2025-12-01  |   Editor : xuzhiping  
Category : News

Abstract

In the wake of catastrophic earthquakes, rescue operations encounter significant obstacles in locating and reaching individuals trapped under debris. This study introduces the Smart Earthquake Rescue Robot (SERR) prototype, a cutting-edge solution designed to enhance the efficiency and effectiveness of earthquake rescue missions. The SERR is a mobile robot with advanced features, including live video streaming through an integrated camera, Grid-Eye temperature detection, and provisions for communication via built-in speakers and microphones, although these audio communication capabilities are pending implementation in the current prototype. It can be remotely controlled using a smartphone application, offering a safer and more efficient method for conducting rescue operations. Unlike recent advances discussed in the literature, SERR uniquely combines visual, thermal, and audio data with a multi-modal Convolutional Neural Network with Long Short-Term Memory (CNN-LSTM) model (RescueNet), achieving high accuracy (0.94), precision (0.90), recall (0.96), and F1-score (0.92) in detecting survivors, as validated by MATLAB simulations using USGS-PAGER data. The SERR’s rapid runtime (35 ms) highlights its promise as a tool to improve earthquake rescue outcomes.

Content

In this paper, a prototype of the Smart Earthquake Rescue Robot (SERR) has been proposed to address the challenges faced by human rescuers in locating and communicating with survivors trapped under earthquake debris.
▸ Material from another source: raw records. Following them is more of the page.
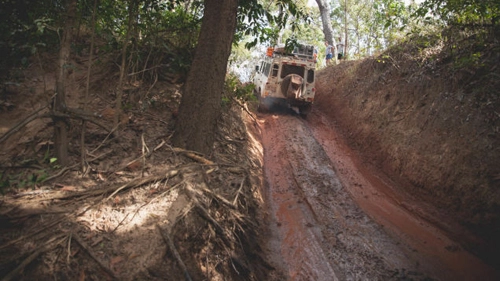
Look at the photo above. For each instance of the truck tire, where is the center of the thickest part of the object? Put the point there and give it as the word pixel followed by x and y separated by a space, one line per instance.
pixel 262 107
pixel 304 110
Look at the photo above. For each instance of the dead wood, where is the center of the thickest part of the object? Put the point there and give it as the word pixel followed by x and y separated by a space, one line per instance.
pixel 166 237
pixel 52 243
pixel 140 158
pixel 203 212
pixel 74 114
pixel 141 181
pixel 93 256
pixel 193 155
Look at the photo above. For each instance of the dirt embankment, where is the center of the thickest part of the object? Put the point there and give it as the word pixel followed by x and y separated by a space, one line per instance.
pixel 429 124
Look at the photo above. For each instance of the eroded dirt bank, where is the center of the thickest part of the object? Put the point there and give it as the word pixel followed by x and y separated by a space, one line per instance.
pixel 314 189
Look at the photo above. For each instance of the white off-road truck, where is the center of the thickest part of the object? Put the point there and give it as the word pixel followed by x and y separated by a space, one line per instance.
pixel 286 77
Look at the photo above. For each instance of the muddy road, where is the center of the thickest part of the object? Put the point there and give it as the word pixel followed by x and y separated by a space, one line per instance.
pixel 333 219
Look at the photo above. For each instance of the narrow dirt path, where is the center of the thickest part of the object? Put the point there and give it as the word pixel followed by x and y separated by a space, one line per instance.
pixel 314 190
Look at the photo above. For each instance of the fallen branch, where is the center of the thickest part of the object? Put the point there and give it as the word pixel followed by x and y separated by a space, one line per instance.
pixel 205 214
pixel 140 158
pixel 170 243
pixel 142 181
pixel 193 155
pixel 93 256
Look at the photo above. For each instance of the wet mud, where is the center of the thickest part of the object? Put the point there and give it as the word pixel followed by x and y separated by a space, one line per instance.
pixel 333 219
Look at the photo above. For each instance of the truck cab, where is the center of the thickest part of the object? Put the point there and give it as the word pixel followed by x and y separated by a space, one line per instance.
pixel 286 77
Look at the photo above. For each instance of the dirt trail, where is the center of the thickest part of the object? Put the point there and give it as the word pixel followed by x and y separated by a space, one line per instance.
pixel 322 234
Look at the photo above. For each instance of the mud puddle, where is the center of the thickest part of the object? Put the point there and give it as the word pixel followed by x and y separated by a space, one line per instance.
pixel 322 234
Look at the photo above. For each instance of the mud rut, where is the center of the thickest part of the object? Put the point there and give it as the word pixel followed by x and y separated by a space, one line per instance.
pixel 320 233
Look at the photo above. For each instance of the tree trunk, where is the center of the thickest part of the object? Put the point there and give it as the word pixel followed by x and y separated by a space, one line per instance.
pixel 60 124
pixel 123 68
pixel 346 35
pixel 85 98
pixel 201 99
pixel 324 10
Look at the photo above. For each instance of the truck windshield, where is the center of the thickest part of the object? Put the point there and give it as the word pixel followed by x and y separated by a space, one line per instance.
pixel 288 69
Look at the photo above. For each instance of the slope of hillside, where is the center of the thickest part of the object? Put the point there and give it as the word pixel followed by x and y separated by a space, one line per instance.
pixel 428 117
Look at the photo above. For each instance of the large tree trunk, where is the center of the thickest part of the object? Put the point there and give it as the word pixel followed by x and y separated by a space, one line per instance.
pixel 324 10
pixel 132 6
pixel 201 99
pixel 60 124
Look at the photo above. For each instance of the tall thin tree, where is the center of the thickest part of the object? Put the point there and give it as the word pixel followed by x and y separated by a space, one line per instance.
pixel 201 99
pixel 324 10
pixel 60 123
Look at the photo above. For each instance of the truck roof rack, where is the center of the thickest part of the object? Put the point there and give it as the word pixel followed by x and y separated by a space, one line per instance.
pixel 300 51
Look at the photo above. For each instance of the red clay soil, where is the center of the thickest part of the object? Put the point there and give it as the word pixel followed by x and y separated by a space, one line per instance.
pixel 335 217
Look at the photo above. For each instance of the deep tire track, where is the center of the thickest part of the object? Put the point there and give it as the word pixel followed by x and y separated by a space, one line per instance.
pixel 323 235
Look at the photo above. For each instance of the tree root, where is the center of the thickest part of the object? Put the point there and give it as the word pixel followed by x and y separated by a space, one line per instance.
pixel 93 256
pixel 166 237
pixel 49 245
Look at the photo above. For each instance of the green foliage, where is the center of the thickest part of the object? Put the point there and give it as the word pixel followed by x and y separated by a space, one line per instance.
pixel 264 23
pixel 24 29
pixel 461 12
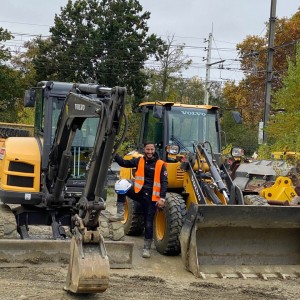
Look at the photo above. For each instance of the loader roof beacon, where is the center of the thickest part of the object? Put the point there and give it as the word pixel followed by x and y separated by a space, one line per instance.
pixel 57 178
pixel 205 215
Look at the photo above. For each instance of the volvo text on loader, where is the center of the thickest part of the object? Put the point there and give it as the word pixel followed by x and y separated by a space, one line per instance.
pixel 205 216
pixel 57 178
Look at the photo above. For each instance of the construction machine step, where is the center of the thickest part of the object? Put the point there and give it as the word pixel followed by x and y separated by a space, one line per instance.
pixel 58 251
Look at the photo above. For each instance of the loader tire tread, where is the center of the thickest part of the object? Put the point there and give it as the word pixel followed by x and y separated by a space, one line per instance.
pixel 8 225
pixel 175 212
pixel 134 225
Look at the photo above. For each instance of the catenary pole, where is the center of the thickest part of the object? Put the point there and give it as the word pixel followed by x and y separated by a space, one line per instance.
pixel 269 74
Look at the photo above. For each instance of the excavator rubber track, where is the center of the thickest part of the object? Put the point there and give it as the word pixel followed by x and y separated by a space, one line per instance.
pixel 241 241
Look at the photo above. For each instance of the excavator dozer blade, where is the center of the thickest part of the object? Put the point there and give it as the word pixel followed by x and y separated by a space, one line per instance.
pixel 241 241
pixel 88 268
pixel 14 251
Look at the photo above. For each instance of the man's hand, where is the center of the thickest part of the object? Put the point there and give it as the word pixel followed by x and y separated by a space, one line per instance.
pixel 160 203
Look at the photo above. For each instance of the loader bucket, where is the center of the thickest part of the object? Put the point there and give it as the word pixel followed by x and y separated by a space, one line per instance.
pixel 241 241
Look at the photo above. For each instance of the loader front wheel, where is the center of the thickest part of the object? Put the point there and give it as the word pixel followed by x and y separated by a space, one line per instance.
pixel 168 223
pixel 8 225
pixel 133 218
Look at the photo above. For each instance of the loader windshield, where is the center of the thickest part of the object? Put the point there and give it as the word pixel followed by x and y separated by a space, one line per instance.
pixel 188 126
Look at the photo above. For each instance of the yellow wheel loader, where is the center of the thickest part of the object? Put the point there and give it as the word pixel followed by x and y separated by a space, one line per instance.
pixel 57 179
pixel 205 217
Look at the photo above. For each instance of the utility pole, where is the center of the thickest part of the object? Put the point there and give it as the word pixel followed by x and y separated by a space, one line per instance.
pixel 269 67
pixel 208 64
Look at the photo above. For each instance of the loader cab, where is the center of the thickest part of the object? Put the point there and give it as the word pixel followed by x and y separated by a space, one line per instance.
pixel 170 124
pixel 48 98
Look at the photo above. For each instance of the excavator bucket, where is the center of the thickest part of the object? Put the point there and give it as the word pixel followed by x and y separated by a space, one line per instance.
pixel 241 241
pixel 88 268
pixel 13 251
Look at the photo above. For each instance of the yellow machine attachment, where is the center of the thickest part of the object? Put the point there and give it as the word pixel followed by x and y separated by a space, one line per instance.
pixel 281 192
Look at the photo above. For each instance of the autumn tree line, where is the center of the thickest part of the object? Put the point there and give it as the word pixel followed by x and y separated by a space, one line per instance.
pixel 107 42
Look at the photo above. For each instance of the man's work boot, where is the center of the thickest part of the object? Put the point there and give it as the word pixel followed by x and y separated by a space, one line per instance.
pixel 119 216
pixel 147 247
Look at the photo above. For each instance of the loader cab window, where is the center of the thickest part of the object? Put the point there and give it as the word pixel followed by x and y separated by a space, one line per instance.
pixel 153 131
pixel 188 126
pixel 39 113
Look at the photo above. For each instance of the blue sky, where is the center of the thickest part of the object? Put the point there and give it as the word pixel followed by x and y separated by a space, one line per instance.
pixel 189 21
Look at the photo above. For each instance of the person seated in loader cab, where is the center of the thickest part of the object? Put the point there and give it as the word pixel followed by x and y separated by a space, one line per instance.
pixel 149 189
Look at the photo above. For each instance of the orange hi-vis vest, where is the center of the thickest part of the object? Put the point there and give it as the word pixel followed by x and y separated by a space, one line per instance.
pixel 140 177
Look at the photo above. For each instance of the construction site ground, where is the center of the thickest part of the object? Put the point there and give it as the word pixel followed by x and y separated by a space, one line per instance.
pixel 160 277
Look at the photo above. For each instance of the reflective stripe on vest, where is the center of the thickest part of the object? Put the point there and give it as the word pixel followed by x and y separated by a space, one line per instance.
pixel 139 178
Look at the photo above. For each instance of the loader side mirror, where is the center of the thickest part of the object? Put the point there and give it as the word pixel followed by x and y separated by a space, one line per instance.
pixel 29 98
pixel 157 111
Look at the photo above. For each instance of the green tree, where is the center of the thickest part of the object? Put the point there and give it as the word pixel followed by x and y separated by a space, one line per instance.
pixel 284 126
pixel 106 41
pixel 166 82
pixel 9 82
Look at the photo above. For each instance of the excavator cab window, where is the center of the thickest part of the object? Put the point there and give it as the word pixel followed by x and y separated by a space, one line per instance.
pixel 82 147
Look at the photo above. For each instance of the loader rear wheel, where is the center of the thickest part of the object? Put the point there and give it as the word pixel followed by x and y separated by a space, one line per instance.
pixel 8 225
pixel 168 223
pixel 133 218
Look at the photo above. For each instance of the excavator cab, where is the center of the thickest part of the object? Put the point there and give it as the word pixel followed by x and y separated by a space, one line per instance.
pixel 58 178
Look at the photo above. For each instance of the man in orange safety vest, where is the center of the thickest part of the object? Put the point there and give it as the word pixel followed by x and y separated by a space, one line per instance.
pixel 149 189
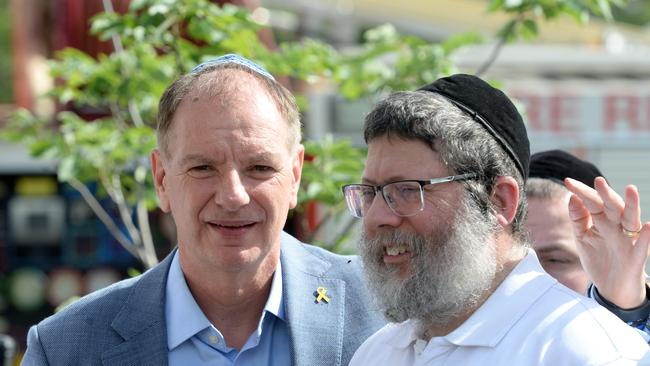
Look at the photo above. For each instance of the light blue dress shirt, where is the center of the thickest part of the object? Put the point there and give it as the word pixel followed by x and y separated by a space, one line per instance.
pixel 193 340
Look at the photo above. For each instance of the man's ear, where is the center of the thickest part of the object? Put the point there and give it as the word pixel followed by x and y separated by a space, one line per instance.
pixel 159 174
pixel 296 172
pixel 505 197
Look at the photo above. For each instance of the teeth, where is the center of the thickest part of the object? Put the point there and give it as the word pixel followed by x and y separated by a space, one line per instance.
pixel 396 250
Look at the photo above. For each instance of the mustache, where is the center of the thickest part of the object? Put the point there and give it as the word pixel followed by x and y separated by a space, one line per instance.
pixel 414 243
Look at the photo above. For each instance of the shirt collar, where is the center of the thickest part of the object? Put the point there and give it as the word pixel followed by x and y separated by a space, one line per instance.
pixel 184 317
pixel 491 321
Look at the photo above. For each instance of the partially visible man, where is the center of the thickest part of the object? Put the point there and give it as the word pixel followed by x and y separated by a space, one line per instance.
pixel 238 291
pixel 443 206
pixel 613 263
pixel 548 222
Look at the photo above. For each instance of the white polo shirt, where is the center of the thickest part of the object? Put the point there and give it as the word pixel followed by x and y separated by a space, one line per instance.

The SERR has advanced features such as live video streaming, thermal detection capabilities, and wireless control via a smartphone application. The SERR model is enhanced using a novel machine-learning model for real-time data analysis. This model, named RescueNet, is a Convolutional Neural Network (CNN) with Long Short-Term Memory (LSTM) layers tailored explicitly for analysing the data transmitted by the robot, including video feeds and thermal images. The performance tests were conducted using MATLAB simulations and real-world data from the USGS - PAGER system, which offers critical impact estimates for large earthquakes. By using PAGER system data, a more accurate evaluation of the SERR's effectiveness in detecting and locating individuals trapped under debris was achieved. The SERR demonstrated high accuracy, precision, recall, and F1-score in detecting trapped individuals and a fast runtime. These findings validate the SERR's potential to enhance the effectiveness and safety of earthquake rescue operations. The SERR's ability to wirelessly search for and detect survivors under debris while providing real-time information to rescue teams makes it a valuable tool for improving disaster response and saving lives in the aftermath of devastating earthquakes.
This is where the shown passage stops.